La commotion constitutionnelle a été déclenchée par les déclarations du ministre conservateur du Travail, le Québécois Jean-Pierre Blackburn. En entrevue avec le Globe and Mail, M. Blackburn a déclaré que «la reconnaissance de la nation québécoise à l'intérieur du Canada nous donne à penser qu'on peut mettre de la chair autour de tout cela et qu'un gouvernement majoritaire est beaucoup plus en mesure de faire un certain nombre de choses tout en étant respectueux à l'égard de l'ensemble des provinces».
Blackburn recule
Les troupes conservatrices ont vite fait de rappeler leur collègue à l'ordre. «Le gouvernement n'a pas d'appétit pour procéder à des amendements constitutionnels», a lancé le ministre et lieutenant du PC pour le Québec, Lawrence Cannon. «M. Blackburn a émis une opinion personnelle. M. Blackburn a exprimé une volonté. Mais M. Blackburn s'est rallié en disant effectivement qu'il n'y aura pas d'ouverture de la Constitution à cette étape-ci.»
Même M. Blackburn a rebroussé chemin. «Il faut qu'il y ait une volonté des provinces, il faut que les circonstances s'y prêtent pour procéder dans cette voie. Actuellement, non, je pense que tout le monde peut reconnaître que le fruit n'est pas mûr», a-t-il dit. Le ministre du Saguenay n'en continue pas moins de croire que «ce serait une chose qu'on pourrait souhaiter».
Dumont et Marois déçus
Les chefs des deux partis d'opposition à Québec ont été déçus par les réactions de Jean Charest. Mario Dumont a trouvé «surprenant, frappant, atterrant» que le premier ministre et son ministre se fassent «les éteignoirs» de la proposition lancée par M. Blackburn. «On les a entendus l'un et l'autre nous dire: "Oui, le fruit n'est pas mûr." On a l'impression que dès que le soleil sort, c'est eux qui vont mettre le fruit à l'ombre. Et un fruit à l'ombre, il finit par pourrir avant de mûrir.»
De son côté, la chef du Parti québécois, Pauline Marois, trouve «déplorable» la réponse du gouvernement québécois. «Ça nous désole qu'un gouvernement du Québec ne semble pas vouloir reprendre la balle au bond. Au contraire, justement, en donnant du crédit à cette proposition-là, déjà, il engagerait le Québec vers une démarche pour plus de moyens et plus de pouvoirs», a-t-elle livré au cours d'un point de presse.
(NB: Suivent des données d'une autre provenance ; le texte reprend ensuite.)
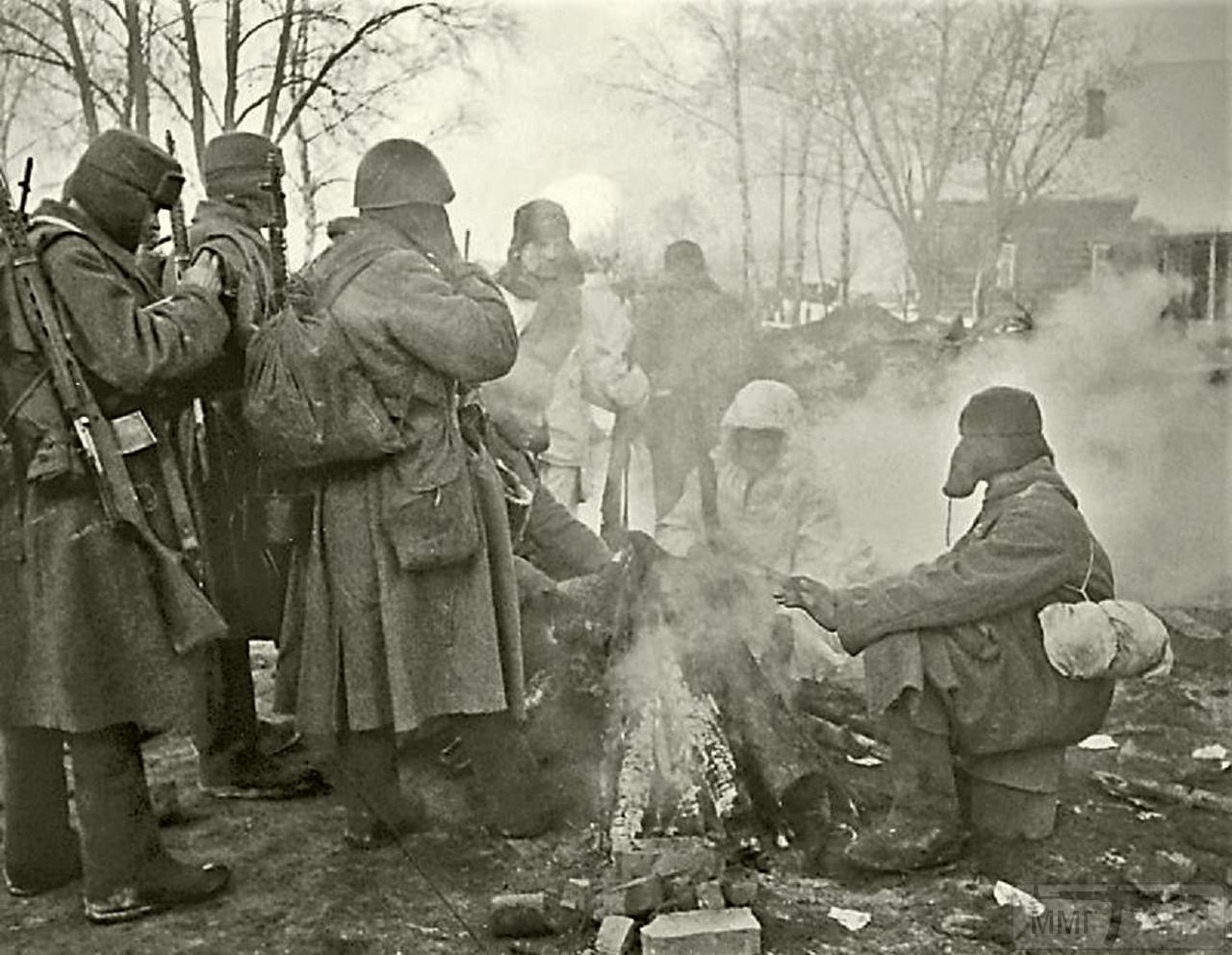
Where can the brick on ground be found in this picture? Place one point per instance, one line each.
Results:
(704, 932)
(615, 936)
(709, 894)
(636, 897)
(670, 855)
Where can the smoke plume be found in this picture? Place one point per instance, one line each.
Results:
(1140, 434)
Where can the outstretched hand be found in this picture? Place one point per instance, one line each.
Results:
(812, 597)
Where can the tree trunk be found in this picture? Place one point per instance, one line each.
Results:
(735, 79)
(80, 70)
(139, 95)
(280, 68)
(924, 260)
(797, 267)
(844, 228)
(782, 250)
(231, 56)
(196, 82)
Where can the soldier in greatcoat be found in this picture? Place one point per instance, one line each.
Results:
(87, 656)
(403, 606)
(232, 493)
(954, 648)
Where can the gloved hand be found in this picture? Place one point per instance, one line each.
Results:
(472, 281)
(812, 597)
(203, 273)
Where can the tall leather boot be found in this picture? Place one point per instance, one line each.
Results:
(510, 788)
(40, 849)
(128, 874)
(377, 810)
(923, 827)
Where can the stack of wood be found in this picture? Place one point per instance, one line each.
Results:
(698, 735)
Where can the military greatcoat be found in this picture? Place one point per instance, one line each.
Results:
(83, 643)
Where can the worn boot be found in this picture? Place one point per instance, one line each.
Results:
(377, 810)
(40, 849)
(924, 826)
(128, 874)
(511, 792)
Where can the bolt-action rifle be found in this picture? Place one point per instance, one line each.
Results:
(181, 253)
(23, 185)
(277, 229)
(189, 614)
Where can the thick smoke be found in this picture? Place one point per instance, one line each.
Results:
(1139, 431)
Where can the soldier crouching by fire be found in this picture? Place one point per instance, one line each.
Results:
(90, 656)
(954, 650)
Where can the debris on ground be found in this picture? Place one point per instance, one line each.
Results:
(1160, 874)
(726, 932)
(1098, 740)
(1011, 896)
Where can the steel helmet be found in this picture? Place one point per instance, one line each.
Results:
(397, 171)
(765, 404)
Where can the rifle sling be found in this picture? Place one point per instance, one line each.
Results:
(26, 395)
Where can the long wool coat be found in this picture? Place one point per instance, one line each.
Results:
(222, 470)
(368, 643)
(83, 643)
(966, 623)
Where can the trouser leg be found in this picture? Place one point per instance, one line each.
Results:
(118, 830)
(922, 762)
(366, 778)
(924, 826)
(224, 727)
(40, 849)
(511, 790)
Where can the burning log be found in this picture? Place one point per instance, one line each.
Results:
(703, 736)
(695, 737)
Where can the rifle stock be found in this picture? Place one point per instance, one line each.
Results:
(189, 615)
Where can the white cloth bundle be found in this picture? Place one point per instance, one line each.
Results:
(1113, 638)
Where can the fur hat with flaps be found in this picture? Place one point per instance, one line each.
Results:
(118, 177)
(1001, 429)
(237, 164)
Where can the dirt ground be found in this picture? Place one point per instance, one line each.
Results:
(298, 890)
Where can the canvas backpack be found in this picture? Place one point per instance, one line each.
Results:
(308, 401)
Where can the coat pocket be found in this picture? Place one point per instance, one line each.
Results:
(435, 528)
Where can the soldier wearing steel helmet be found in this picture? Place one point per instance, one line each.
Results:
(395, 616)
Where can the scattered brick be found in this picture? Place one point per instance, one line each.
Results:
(724, 932)
(739, 890)
(615, 936)
(709, 894)
(519, 916)
(636, 897)
(670, 855)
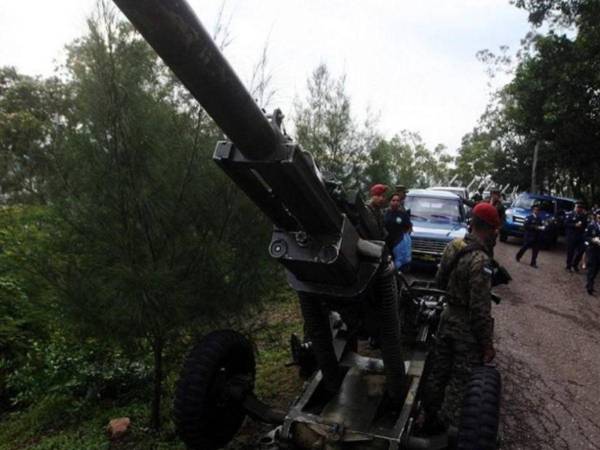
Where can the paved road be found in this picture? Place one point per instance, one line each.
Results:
(548, 343)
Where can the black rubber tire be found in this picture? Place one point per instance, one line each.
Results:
(480, 416)
(203, 420)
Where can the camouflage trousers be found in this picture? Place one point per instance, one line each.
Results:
(450, 367)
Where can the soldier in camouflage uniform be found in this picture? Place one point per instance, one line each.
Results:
(466, 326)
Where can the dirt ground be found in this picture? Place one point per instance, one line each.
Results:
(548, 342)
(547, 336)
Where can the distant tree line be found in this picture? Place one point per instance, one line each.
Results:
(552, 102)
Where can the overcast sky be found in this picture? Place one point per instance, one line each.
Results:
(413, 61)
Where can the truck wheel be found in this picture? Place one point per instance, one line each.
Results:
(481, 411)
(205, 416)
Mais à Ottawa, les critiques visaient M. Blackburn lui-même. Il a été accusé d'hypocrisie par le député néo-démocrate Thomas Mulcair. Celui-ci a rappelé que mardi, alors que le ministre exprimait ses souhaits au Globe and Mail, il votait contre une motion du Bloc québécois demandant que la loi 101 soit aussi respectée au Québec par les institutions fédérales et les entreprises relevant des compétences fédérales (banques, compagnies aériennes, etc.). Seuls les députés du Bloc et ceux du NPD ont voté en faveur de cette motion.
En terrain connu, le chef libéral Stéphane Dion s'est attaqué à ce qu'il considère comme de l'improvisation dangereuse de la part du gouvernement conservateur. «Même erreur que du temps de Mulroney! On fait des promesses pour se rendre populaire à court terme, au risque de ne pas savoir quoi livrer et de ne pas créer un consensus.» M. Dion déplore que depuis son fameux discours de Québec, en décembre 2005, Stephen Harper n'ait pas précisé «quels pouvoirs fédéraux il veut transmettre aux provinces, et particulièrement à la province de Québec mais peut-être pas aux autres».
Pourtant, lui ont fait remarquer les journalistes, ce discours de Québec explique en grande partie le succès électoral de M. Harper dans la province. N'y a-t-il pas une leçon à tirer pour le Parti libéral? «Je n'ai pas tellement entendu de gens dire que leur priorité était de rouvrir la Constitution.»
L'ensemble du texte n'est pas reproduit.